With more than 20 varieties of whiskey lining the bar and an antique pool table that would fit comfortably in a Dodge City facade, The Jackpot Saloon is Lawrence's newest music venue and also one of the downtown's most distinctive new watering holes.
Owner Nick Carroll -- who renovated the space previously occupied by La Tasca, a Spanish tapas bar that closed last November -- had initially expected the bar to open in February, but fire code regulations called for building a firewall on the ceiling.
"We basically had to start over," said Carroll, who also owns the Replay Lounge (946 Mass. St.). "The building will be up to code and practically soundproof."
The holdup meant that a number of shows initially booked for the Jackpot Saloon had to be rescheduled at other venues.
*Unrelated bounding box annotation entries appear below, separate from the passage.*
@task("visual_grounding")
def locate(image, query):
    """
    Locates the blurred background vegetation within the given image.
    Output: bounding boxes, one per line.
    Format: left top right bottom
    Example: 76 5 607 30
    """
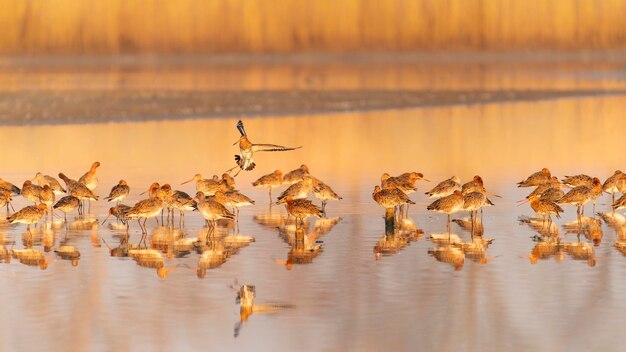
0 0 626 55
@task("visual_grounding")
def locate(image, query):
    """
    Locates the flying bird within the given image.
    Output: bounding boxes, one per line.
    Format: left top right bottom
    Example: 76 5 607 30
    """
226 120 302 176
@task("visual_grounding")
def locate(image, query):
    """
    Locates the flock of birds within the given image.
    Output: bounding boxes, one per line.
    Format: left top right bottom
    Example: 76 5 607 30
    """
0 121 626 274
372 172 501 233
0 162 342 239
372 168 626 233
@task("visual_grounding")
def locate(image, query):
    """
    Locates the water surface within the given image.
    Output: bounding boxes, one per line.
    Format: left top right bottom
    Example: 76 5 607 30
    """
0 59 626 351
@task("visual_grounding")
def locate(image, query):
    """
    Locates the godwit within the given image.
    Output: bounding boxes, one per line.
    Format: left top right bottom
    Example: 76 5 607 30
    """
313 179 343 214
139 182 161 198
78 161 100 212
104 180 130 204
463 192 494 235
612 194 626 210
124 197 163 235
215 191 254 217
252 170 283 204
539 188 565 202
283 164 309 185
426 190 465 235
517 167 551 187
53 196 80 221
602 170 626 204
181 174 228 196
285 196 322 225
426 176 461 198
33 172 65 194
196 192 235 231
226 120 302 176
0 178 21 196
583 177 602 214
561 174 593 188
39 185 55 219
171 191 196 227
78 161 100 191
276 175 313 204
529 195 563 226
380 173 417 195
7 203 48 232
396 172 430 186
557 180 599 223
372 185 415 209
523 176 563 203
59 173 98 214
22 180 42 204
0 189 15 212
222 173 235 191
102 204 131 225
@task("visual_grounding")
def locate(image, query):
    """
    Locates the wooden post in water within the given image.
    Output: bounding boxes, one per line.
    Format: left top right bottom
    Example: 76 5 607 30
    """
385 208 396 236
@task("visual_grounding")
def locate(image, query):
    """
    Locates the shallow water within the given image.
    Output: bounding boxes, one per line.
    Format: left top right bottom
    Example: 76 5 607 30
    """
0 59 626 351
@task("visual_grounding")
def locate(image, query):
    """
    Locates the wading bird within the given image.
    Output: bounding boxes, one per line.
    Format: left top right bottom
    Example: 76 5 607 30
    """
226 120 302 176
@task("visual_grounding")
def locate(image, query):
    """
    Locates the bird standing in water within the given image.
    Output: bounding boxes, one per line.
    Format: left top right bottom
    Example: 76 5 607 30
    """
226 120 302 176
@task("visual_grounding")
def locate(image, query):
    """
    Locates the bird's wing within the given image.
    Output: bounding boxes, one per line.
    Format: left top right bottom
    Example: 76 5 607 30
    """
237 120 246 136
252 144 302 152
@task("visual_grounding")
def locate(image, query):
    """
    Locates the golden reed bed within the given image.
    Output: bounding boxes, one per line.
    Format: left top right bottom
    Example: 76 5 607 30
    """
0 0 626 54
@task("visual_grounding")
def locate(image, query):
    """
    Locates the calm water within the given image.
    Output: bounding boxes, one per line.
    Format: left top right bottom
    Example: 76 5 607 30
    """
0 58 626 351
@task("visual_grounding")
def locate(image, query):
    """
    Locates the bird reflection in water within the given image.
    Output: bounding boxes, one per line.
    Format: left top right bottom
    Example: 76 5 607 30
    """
374 218 424 260
428 215 493 271
11 248 51 270
598 212 626 256
102 235 139 258
54 245 80 266
22 227 56 253
0 232 15 264
234 285 293 337
563 216 603 247
128 248 176 279
520 216 602 267
194 229 255 279
274 216 341 270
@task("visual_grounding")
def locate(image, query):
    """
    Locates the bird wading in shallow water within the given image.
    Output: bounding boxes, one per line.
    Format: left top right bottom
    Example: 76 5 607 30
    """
226 120 302 176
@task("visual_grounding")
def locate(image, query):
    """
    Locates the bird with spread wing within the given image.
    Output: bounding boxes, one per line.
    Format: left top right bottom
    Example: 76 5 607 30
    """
226 120 302 176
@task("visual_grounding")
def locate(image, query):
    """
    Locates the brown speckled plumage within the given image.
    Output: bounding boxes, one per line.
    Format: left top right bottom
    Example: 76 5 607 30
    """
426 176 461 198
283 164 309 185
372 186 415 209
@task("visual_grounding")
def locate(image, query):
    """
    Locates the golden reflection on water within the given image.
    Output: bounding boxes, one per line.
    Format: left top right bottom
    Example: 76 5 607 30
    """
0 93 626 350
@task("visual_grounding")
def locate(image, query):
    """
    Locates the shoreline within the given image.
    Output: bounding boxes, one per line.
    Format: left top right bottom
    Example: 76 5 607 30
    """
0 89 626 126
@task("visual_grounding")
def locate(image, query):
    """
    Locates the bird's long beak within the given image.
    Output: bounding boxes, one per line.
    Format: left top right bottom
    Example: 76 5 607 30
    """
485 192 502 198
181 178 194 185
102 213 111 226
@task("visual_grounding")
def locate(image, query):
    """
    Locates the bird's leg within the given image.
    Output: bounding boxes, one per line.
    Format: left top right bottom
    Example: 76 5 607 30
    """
591 199 596 217
611 193 615 213
548 214 552 229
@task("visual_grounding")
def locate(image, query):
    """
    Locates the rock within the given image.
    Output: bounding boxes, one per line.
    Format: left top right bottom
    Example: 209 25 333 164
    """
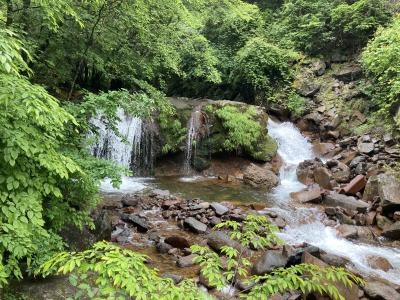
357 143 375 154
156 242 173 254
207 231 245 252
164 235 190 249
322 192 369 212
382 221 400 240
121 194 139 206
121 214 150 232
343 175 367 195
297 83 321 97
184 217 207 233
336 224 358 239
211 202 229 217
176 254 197 268
314 167 333 190
364 281 400 300
333 66 362 83
302 252 359 300
376 215 393 230
367 256 393 272
290 187 322 203
243 164 279 190
378 174 400 214
253 251 288 275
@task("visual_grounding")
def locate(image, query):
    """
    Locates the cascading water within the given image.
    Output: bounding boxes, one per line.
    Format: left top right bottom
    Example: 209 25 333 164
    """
89 108 153 175
268 120 400 284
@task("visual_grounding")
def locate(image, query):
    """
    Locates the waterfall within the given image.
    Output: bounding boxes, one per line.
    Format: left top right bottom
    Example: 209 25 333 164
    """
184 106 209 174
268 120 400 284
89 108 154 175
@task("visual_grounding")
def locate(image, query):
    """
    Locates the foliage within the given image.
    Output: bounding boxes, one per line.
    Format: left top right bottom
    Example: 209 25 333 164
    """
215 105 261 151
36 242 207 299
362 17 400 127
191 215 363 300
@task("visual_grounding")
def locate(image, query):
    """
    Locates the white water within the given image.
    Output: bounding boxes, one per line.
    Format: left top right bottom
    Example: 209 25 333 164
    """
268 120 400 284
90 109 143 168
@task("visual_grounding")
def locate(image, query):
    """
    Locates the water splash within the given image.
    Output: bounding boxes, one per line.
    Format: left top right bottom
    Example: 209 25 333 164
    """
268 120 400 284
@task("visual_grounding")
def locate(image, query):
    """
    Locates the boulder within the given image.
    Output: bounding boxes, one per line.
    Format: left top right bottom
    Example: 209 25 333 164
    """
121 214 150 232
290 186 322 203
382 221 400 240
243 164 279 190
253 251 288 275
211 202 229 217
302 252 359 300
357 143 375 154
367 256 393 272
176 254 197 268
322 192 369 213
184 217 207 233
164 235 190 249
207 231 246 252
364 281 400 300
343 175 367 195
333 66 362 83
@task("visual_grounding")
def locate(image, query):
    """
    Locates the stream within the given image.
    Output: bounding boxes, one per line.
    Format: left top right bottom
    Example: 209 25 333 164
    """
101 120 400 284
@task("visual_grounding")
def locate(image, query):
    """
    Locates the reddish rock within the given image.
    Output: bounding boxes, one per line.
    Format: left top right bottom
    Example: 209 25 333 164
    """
290 187 322 203
343 175 367 195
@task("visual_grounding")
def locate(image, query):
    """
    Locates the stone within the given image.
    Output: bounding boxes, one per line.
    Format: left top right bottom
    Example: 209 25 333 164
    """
121 194 139 206
382 221 400 240
156 242 173 254
290 187 322 203
364 281 400 300
184 217 207 233
121 214 150 232
336 224 358 239
253 251 288 275
302 252 359 300
376 215 393 230
176 254 197 268
211 202 229 217
367 256 393 272
164 235 190 249
377 174 400 214
314 167 333 190
357 143 375 154
343 175 367 195
322 192 369 213
333 66 362 83
207 231 246 252
243 164 279 190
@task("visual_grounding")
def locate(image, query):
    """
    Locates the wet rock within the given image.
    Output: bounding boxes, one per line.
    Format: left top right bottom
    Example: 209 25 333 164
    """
243 164 279 190
364 281 400 300
322 193 369 212
176 254 197 268
343 175 367 195
367 256 393 272
207 231 245 252
156 242 173 254
333 66 362 83
121 214 151 232
121 194 139 206
297 83 321 97
184 217 207 233
253 251 288 275
290 187 322 203
164 235 190 249
211 202 229 217
376 215 393 230
314 167 333 190
382 221 400 240
302 252 359 300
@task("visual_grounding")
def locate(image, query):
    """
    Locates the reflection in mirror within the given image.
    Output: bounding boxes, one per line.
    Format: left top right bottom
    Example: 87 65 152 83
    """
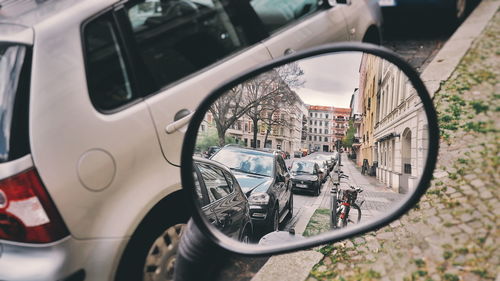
193 52 428 245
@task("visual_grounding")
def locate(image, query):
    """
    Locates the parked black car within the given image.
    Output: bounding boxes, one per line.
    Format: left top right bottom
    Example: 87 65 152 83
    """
290 161 321 196
193 157 254 243
212 145 293 234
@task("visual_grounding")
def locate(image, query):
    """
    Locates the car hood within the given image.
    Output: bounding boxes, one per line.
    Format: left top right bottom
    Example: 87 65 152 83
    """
292 174 318 181
233 172 273 195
Local show promoter Jacki Becker of Eleven Productions said the new venue will be worth the wait.
"Hopefully it will add to the already fantastic live music scene here," she said. "Anytime a brand new locally owned and operated business downtown opens up, there are greater opportunities to bring great live music to Lawrence."
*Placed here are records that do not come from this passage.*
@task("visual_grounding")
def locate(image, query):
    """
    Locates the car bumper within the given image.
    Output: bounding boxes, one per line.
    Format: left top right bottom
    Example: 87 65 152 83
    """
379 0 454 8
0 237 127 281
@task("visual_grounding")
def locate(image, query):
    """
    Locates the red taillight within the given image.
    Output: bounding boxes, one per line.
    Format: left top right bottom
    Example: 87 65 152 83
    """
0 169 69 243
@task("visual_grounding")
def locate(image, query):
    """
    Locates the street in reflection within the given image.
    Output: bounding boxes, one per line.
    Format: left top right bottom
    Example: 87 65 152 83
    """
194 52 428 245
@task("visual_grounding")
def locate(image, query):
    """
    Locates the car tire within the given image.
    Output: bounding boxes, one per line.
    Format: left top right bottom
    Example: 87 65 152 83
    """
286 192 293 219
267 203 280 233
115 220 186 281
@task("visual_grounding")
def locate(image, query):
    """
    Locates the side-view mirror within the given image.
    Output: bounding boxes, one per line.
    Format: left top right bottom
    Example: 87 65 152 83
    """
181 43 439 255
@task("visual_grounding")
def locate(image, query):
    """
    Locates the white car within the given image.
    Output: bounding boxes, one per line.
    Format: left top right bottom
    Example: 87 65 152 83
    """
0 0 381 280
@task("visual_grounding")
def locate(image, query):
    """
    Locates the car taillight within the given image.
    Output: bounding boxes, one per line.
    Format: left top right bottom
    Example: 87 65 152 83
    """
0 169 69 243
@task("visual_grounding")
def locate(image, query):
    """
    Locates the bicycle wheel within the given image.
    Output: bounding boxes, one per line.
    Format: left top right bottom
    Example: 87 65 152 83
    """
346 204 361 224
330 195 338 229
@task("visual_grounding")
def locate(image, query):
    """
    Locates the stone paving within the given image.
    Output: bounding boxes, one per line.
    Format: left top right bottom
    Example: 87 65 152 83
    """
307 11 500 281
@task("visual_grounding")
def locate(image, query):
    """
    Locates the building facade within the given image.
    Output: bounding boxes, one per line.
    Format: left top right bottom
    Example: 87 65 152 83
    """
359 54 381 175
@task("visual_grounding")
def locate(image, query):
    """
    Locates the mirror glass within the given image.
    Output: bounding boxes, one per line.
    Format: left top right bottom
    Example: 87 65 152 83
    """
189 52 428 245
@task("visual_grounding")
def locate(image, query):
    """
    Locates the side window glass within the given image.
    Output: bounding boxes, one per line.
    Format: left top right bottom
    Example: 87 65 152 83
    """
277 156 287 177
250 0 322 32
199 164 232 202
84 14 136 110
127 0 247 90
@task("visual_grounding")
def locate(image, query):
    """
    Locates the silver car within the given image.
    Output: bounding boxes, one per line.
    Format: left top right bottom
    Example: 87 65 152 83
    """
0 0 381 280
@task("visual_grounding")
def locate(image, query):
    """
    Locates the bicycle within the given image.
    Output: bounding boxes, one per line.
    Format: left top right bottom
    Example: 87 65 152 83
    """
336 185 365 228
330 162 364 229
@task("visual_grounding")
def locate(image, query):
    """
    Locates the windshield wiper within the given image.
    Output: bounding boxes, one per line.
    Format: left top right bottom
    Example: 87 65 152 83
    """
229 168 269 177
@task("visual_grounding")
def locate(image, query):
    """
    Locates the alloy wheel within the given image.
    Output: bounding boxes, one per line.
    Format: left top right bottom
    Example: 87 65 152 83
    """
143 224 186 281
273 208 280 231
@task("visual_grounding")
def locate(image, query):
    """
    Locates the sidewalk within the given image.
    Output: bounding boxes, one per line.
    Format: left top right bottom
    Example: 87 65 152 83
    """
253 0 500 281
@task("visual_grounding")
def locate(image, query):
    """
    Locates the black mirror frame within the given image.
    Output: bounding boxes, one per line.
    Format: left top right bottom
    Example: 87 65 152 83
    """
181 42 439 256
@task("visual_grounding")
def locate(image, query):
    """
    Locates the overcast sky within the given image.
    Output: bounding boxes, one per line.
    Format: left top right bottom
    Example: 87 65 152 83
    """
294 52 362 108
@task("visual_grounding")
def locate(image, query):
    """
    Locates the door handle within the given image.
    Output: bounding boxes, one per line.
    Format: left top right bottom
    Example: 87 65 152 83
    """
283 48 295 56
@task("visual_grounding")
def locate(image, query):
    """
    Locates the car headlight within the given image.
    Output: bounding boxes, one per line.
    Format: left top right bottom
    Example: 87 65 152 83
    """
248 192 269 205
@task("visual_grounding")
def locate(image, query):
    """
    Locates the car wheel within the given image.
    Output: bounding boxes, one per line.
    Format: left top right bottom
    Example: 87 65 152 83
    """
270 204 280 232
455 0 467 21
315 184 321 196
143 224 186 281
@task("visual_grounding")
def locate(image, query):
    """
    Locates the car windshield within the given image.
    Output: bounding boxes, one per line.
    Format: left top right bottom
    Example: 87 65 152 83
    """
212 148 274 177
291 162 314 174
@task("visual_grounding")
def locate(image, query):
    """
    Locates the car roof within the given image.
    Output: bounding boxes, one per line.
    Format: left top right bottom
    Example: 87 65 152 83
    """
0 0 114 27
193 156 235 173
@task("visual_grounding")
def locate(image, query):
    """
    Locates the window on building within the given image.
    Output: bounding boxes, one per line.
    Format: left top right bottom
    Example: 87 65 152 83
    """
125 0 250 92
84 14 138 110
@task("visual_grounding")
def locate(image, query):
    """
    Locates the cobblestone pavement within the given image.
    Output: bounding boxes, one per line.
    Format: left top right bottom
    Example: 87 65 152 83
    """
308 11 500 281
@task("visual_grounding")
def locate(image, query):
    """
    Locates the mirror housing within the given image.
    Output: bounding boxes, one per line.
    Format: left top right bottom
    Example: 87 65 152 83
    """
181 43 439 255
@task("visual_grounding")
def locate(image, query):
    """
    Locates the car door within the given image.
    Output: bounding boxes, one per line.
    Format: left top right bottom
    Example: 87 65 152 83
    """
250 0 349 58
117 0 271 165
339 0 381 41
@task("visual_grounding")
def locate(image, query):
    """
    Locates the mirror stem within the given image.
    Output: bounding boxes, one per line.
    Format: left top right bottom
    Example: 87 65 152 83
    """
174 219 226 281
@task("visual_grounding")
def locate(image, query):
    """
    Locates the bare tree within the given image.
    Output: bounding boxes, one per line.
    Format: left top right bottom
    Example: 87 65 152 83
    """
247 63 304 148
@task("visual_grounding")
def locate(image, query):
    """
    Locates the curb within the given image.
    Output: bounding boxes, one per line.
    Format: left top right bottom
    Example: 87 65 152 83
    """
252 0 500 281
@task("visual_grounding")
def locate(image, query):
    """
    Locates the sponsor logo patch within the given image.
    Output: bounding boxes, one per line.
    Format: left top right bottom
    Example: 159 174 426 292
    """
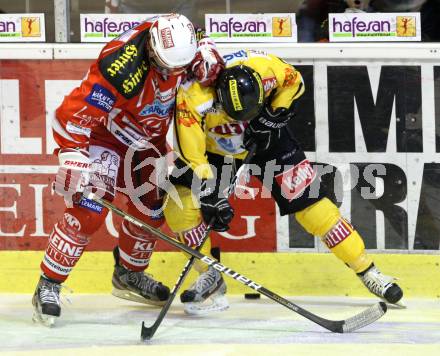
323 219 353 248
86 84 116 112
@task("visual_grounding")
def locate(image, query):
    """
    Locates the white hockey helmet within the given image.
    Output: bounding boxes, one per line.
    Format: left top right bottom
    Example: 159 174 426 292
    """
149 14 197 70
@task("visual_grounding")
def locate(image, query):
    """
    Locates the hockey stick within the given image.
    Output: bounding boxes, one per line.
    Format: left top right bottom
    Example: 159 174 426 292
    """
141 145 257 341
87 193 387 333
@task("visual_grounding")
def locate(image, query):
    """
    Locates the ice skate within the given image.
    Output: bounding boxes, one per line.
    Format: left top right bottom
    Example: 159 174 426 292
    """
358 264 404 307
32 276 61 327
112 248 170 306
180 267 229 315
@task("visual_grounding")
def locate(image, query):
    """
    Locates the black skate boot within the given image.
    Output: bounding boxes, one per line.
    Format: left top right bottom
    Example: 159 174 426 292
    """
32 276 61 327
112 247 170 306
180 267 229 315
358 263 403 306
The venue will host live music three to four nights a week. The Jackpot will attract larger shows than The Replay, but with the same no-stage intimacy of that venue. Most shows will be 21-and-over.
"Unfortunately the building is in a high-rent district and we pay our bills with alcohol sales, so 18-and-older shows will be the exception rather than the rule," Carroll said.
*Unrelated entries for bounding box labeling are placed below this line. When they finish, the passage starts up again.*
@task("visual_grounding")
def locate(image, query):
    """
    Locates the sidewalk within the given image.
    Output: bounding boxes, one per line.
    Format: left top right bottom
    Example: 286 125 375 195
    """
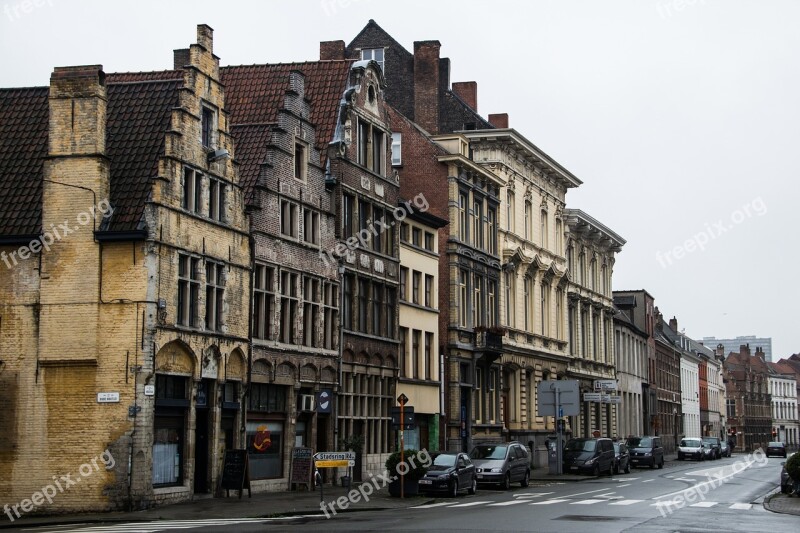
0 483 433 529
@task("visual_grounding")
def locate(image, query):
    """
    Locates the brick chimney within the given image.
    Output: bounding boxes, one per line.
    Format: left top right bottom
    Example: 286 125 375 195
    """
319 41 345 61
489 113 508 129
414 41 442 133
453 81 478 111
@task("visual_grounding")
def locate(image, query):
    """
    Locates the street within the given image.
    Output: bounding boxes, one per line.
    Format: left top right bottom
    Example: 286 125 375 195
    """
15 455 798 533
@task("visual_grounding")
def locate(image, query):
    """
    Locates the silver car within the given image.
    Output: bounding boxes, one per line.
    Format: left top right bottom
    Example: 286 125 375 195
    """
469 441 531 489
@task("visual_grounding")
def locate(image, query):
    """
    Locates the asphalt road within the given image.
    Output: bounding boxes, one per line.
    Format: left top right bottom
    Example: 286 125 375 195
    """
15 455 800 533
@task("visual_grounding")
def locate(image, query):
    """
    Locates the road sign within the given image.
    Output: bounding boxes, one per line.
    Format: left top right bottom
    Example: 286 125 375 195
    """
536 379 580 416
594 379 617 391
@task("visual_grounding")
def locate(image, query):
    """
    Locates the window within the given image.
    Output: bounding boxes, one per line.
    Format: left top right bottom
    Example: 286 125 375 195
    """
181 168 203 213
178 254 200 328
208 178 225 222
278 271 298 344
411 329 422 379
281 200 298 239
392 133 403 167
361 48 386 72
398 327 408 378
253 264 275 340
342 274 355 329
424 231 435 252
486 207 497 255
206 261 225 331
342 194 355 239
400 267 408 302
372 283 384 336
303 208 319 246
411 270 422 304
201 107 215 148
303 277 320 348
294 142 308 181
425 274 435 307
425 331 435 379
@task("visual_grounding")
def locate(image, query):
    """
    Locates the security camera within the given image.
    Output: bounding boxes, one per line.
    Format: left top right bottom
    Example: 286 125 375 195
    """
207 149 231 163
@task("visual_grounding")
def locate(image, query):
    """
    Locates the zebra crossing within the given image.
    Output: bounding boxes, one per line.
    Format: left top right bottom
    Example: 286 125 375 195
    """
412 491 753 511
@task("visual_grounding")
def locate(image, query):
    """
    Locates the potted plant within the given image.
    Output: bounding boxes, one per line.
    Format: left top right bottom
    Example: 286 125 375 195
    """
386 449 430 496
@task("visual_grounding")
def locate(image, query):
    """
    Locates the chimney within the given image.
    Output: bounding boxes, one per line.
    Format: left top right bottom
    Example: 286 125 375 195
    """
453 81 478 111
319 41 345 61
489 113 508 129
197 24 214 54
414 41 442 133
172 48 192 70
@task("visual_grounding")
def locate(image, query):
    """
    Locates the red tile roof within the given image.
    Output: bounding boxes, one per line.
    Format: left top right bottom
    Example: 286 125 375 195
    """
220 60 353 149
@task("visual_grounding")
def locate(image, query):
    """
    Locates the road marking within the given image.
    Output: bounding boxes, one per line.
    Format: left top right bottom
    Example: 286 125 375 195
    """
608 500 644 505
531 499 569 505
448 500 492 509
570 500 608 505
412 502 452 509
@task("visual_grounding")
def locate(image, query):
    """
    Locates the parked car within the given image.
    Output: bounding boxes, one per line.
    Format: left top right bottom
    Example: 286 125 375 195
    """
563 438 614 476
614 442 631 474
419 452 478 497
766 442 786 459
719 440 731 457
703 437 722 459
625 435 664 468
678 439 706 461
469 442 531 489
781 461 794 494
Carroll, bar manager Matt Sullivan, and their team began renovating the space in December, gutting the kitchen and replacing the floor, walls and bathrooms.
The bar also features an upright piano, a turn-of-the-century pool table, and custom booth crafted to match the pool table. Carroll said the pool table would function as a centerpiece for the bar's Western theme.
"My father bought two Monarchs (pool tables) from the Salina Masons in the '60s," he said. "When La Tasca became available the first thing I thought of was how good one of those tables would look in the window."